Dès fois qu’au réveil, tes longues mains composent et pianotent
comme aux beaux matins un air sans parole dans mes cheveux !
Dès fois, va savoir que sente à nouveau le café dans la pièce à côté !

Qu’il me pardonne le ciel, je peux saigner, il n’y peut rien
Le temps ne m’a rien appris, l’absence s’obstine et me flingue.
Je suis là, je pense encore à toi, condamnation à vie
la peine maximum, pour cet amour à l’arrache

Il est vain de courir sur ce chemin, le « Luxo » ne fait plus écho
à tes envolées, tes déclarations au Che, je suis devenue sourde
malade de tant d’amour, et que personne ne me dise « c’est comme ça »
non, que personne ne me dise jamais ça.

M –
De la Closerie au Rosebud je ne sais plus le nombre de « m » offerts au vent comme à la neige, au printemps comme a l’hiver.
Ce qui me reste de tant de jours et trop peu de nuits, c’est la vision du « Monde » plié et déposé sur le canapé, ou la chatte venait se lover dans ton cou.
Il ya aussi ta chemise bleue !
oui ta chemise, qui me sert aujourd’hui lorsque je peins,
petit larcin, précieux à mes mains

À trop d’amour, tu as préféré la fuite,
pourtant en bas de la rue Delambre un peu avant noël
souviens-toi de ta promesse, qu’en as-tu fait ?

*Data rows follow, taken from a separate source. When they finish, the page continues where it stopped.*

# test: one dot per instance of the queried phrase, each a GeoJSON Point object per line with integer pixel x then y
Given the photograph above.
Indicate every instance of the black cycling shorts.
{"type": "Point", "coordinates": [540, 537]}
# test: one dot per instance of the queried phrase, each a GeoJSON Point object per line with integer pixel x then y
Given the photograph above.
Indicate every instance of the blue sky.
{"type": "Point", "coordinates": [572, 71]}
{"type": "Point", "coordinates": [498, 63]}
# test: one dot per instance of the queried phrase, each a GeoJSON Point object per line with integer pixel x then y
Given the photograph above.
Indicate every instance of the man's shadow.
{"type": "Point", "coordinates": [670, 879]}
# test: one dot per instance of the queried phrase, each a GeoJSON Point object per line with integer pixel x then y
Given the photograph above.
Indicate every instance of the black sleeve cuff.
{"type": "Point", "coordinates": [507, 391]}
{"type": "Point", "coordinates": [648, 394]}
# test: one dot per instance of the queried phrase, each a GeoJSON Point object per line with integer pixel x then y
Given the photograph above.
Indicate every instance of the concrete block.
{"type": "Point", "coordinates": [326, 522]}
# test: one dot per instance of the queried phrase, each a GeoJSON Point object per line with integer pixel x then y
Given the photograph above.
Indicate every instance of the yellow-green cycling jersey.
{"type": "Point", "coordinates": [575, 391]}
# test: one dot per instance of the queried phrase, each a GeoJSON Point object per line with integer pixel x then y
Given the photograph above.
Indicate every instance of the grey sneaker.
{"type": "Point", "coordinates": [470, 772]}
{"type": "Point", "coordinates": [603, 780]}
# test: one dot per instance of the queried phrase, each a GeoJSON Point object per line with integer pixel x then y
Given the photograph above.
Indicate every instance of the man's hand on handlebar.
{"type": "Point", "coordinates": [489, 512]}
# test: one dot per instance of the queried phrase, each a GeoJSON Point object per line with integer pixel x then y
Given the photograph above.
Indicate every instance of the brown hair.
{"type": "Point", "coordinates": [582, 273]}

Les aurais-tu perdus sous le soleil d’Algerie les mots de toujours?
Comment fais-tu pour vivre sans nous ?
Dis ?
Ou as tu trouvé la force,
je ne peux pas.

Deux condamnations d’amour à mort, pour une seule vie.

Puisque tu savais la crainte, ou as-tu trouver le courage de jouer ?
Je ne pouvais t’aimer d’avantage
Je redoute l’arrivée d’avril, et tous ces « m » accrochés à ton prénom.

Ce soir c’est vrai,
vous me revenez en plein coeur,
peut etre parce qu’une fois encore je me sens abandonnée
Pliée de douleur

Ou est il le velour pour me coucher et oublier?
Dormir, surtout ne plus rêver, oh non ne plus rêver.
Mais je vais veiller une fois de plus, par pour vous mes amours.

Pour ELLE,
m’empécher de mettre des rubans de soie bleue autour de ces L

la laisser voler, dans son paradis chercher.